When I was 11 or 12, I came upon a copy of Yngwie Malmsteen's debut "Rising Force". I had never heard anything quite like it before, and within a month of being exposed to Malmsteen's music, I went out and got my first guitar. Although neoclassical shred metal is no longer a significant part of my musical vocabulary, it goes without saying that Malmsteen's music has had a huge influence on me, both as a musician and a listener. With that in mind, it's all the more of a disappointment to hear Malmsteen in such a stagnant place with his career. Although there was that concerto he did with a symphonic orchestra some years back, Yngwie has tended to stick close to his comfort zone when it's come to the release of new music. Perhaps even moreso than the rest of his new millennium material, 2012's "Spellbound" shows him reverting almost entirely to the largely instrumental sound he started with on "Rising Force". Although I would normally be thrilled to here more of the sort of music that first had me really appreciate the guitar as an instrument, it would be a fool's hope to think that, after years of relative mediocrity, he would achieve something anywhere as exciting. No; as could be expected, Malmsteen pulls out the same baroque stops that he's used to cruise on throughout his career. Add that to a less-than-impressive production standard, and you have an album that barely squeezes by on the merit of his legendary skill with guitar.
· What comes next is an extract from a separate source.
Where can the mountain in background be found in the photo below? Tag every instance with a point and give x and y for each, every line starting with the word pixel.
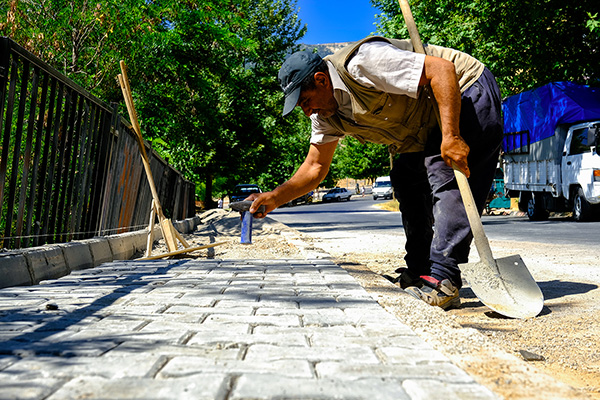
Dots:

"Spellbound" kicks things off on its strongest note. The title track instantly plants Malmsteen in familiar territory; baroque shred patterns warm up the album as the rhythm section gradually swells. Before long, Malmsteen has made the dive into brushfire guitar soloing, eventually even tossing a recurring melodic idea the listener's way once he's had his fill of assaulting the fretboard. Particularly when it comes to his sweeps, it's instantly clear why Malmsteen has become such an icon in the shred metal world. His guitar tone is distinctive and rich, and there is an organic quality to the performance that is rarely heard in the next- gen shredders. In other words, there's no sense that the recording has been altered in any significant way to make Yngwie sound better than he actually is. Of course, especially at this point in his career, Yngwie's skill with guitar is not in question. Without a doubt, it's the best thing the album has going for it.
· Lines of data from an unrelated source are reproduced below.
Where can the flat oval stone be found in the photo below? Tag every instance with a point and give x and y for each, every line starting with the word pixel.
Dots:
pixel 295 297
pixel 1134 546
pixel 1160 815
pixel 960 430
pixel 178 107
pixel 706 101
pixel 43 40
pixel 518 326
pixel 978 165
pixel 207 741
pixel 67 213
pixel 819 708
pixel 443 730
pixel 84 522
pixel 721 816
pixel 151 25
Although Yngwie has almost always flown under his own name, "Spellbound" has a certain honour of being a solo effort in the truest sense. On top of guitar, Yngwie performs everything here, including vocals on a few of the tracks. Normally, this would lead to complaints of the album in question being one-sided- of course, this was always the case for Malmsteen. Contrary to what I would have first thought, the backup arrangements are surprisingly well done. Although there's little complexity to anything outside of the guitars, the drums are effectively performed (or programmed?) and the subtle choral synths give an added classical atmosphere. Although his voice is nothing special, he has a decent mid range, well capable of holding a tune. Even more surprising however, is how weak the production itself has been left. Considering Malmsteen's resources and experience, the production feels decidedly hollow and plain. Barring the omnipresent shred, it's as if Malmsteen was on a strict budget here. Even the guitars fall victim to the subpar production; "Majestic 12 Suite" is filled with audible guitar buzz, the likes of which would be just as annoying in a high school garage jam. On a record from one of the greatest guitar legends though? It raises alot of questions.

Barring his baroque shredding, there's a handful of bluesier moments. However, regardless of style, all of "Spellbound" seems to suffer from the cardinal sin of much shred metal: it's a celebration of flash over substance. While "Rising Force" enjoyed excellent compositions that could have stayed afloat regardless of Yngwie's guitar wizardry, whatever writing that went on here is little more than a showcase for his shredding. Thankfully, that shredding is a great thing to behold. Fans of Malmsteen should check it out if they're in the mood for it, but it offers nothing that wasn't already done on the early albums in greater quality.